Whilst more can be said in-depth regarding the nuances of the Cape Colony as a "settler colony" and its differences to the others, these extracts from a previous response of mine should be of some interest:
From a question about the general factors influencing settler migration to various colonies:
General Factors (The Bigger Picture)
Why exactly did to-be settlers leave the Home Isles? The answer might perhaps be found in several key factors. The first may be found in the conditions of the Isles themselves, namely the extreme instability which affected much of the British Isles for the seventeenth century. Constant civil strife, rebellion, repression, and civil war meant that migration was a means of escaping the carnage and seeking sanctuary beyond the shores of the Home Isles. Yet for a grand majority of the settlers, there was another motivator: economic opportunity. The poor harvests and economic depression back home propelled many single men (and in some cases, entire families or communities) to seek greater profit elsewhere. This was particularly the case with the plantations of the Caribbean, where many Englishmen came to seek a quick fortune working in the sugar, tobacco, or gold trades. Subsequently, this idea of a link between conditions in Britain and migration is strengthened by the fact that fewer settlers departed from 1700-1760, when the influx of African slave labour to the Americas and the stabilisation of affairs back home meant that the "white settler" had little need to seek economic security beyond the British Isles. We can see this pattern emerging again after 1760, when economic downturns back down and the publicity brought to America as a result of the Seven Years War prompted a new wave of migrants. Between 1760 and 1775 (when the start of the American revolution put a sudden halt on immigrant traffic), an estimated 125,000 people from the British Isles (mostly Scots and Protestant Irish) crossed the Atlantic.

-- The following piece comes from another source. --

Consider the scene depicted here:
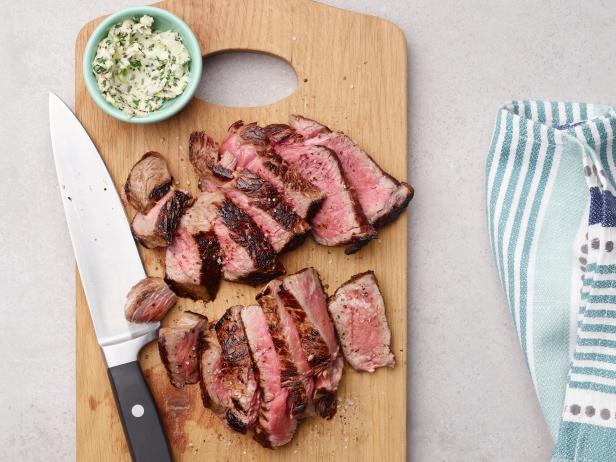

Yet the economic conditions alone cannot fully explain the motive to migrate. Ideology also played a role here, in two distinct shapes. The first of these was the "elitist" ideology of free trade, which rose in popularity amongst the economists and manufacturers of 19th century Britain. Under this idea of "progress", the goal of economic improvement was second to none, and any social costs was seen as a necessary evil in pursuit of that goal. It was a fairly commonly-held belief among English economists of the day that the only way to solve Ireland's poverty at the time was by mass-migration, though preferably not to England. Alongside this ideology of the landed elite and the gentry, there was the popular ideology of property rights and a sort of "economic respect" which John Darwin outlines further:
"Notions of a 'just' wage, and of the respect owed to skilled work fuelled bitter resentment against 'industrial' employment and 'factory discipline'. More rooted still was the idealization of property, of the right to cultivate a plot of land if not as a main income then as an insurance against old age and misfortune...If migrants were pushed out by economic hardship or worse, they were also pulled out by the lure of free or cheap land, the huge social magnet that was dangled before them by rival destinations in America and Australasia."
This was developed further by the contemporary radical free trader Richard Cobden, who believed that settler-commerce would bring with it great influence from the Home Isles to the native populaces of a region, declaring in 1836 that:
"Not a bale of merchandise leaves our shores, but it bears the seeds of intelligence and fruitful thought to the members of some less enlightened community...[O]ur steamboats and our miraculous railways are the advertisements and vouchers of our enlightened institutions."
As such, it was this economic-ideological mix which often dictated how heavily (or indeed, how lightly) a territory would be inhabited by European settlers. Australia for example, despite its harsh environment and vast distance from Britain, was declared terra nullius (nobody's land) by the British who first landed on its shores. As a result, the rights of the Aboriginal populations to the land were often ignored by the settlers, and the British government continually faced legal problems when dealing with "native" resistance. The sheep farmers, convicts, and settlers of Australia had an entire landmass worth of land to (attempt to) profit from, and attempt it they did. John Darwin on this drive to push the settling of to-be colonies further:
"Claiming the land, exploiting the soil, remaking the landscape, putting down roots, excluding all rivals were all stressful endeavours: scruples were costly and doubts might be fatal. The hard racist edge of settler society was the product of fear and anxiety as well as of arrogance. It reflected the pressure, all but relentless, to move restlessly forward in case stagnation set in and the experiment failed. 'Populate or perish' became a political cry in one settler society. As a populist motto, it fitted them all."
Thus then, this economic consideration was key in the trends of migration and settlement in various parts of the empire, but do not be swayed into thinking that it took precedence over every other consideration out there. Whilst the "lure" of economic opportunity often formed the motivation for settlement en masse in the expansion of the British Empire, it cannot serve as the sole reason in areas where settlement was not quite as rapid or indeed, successful.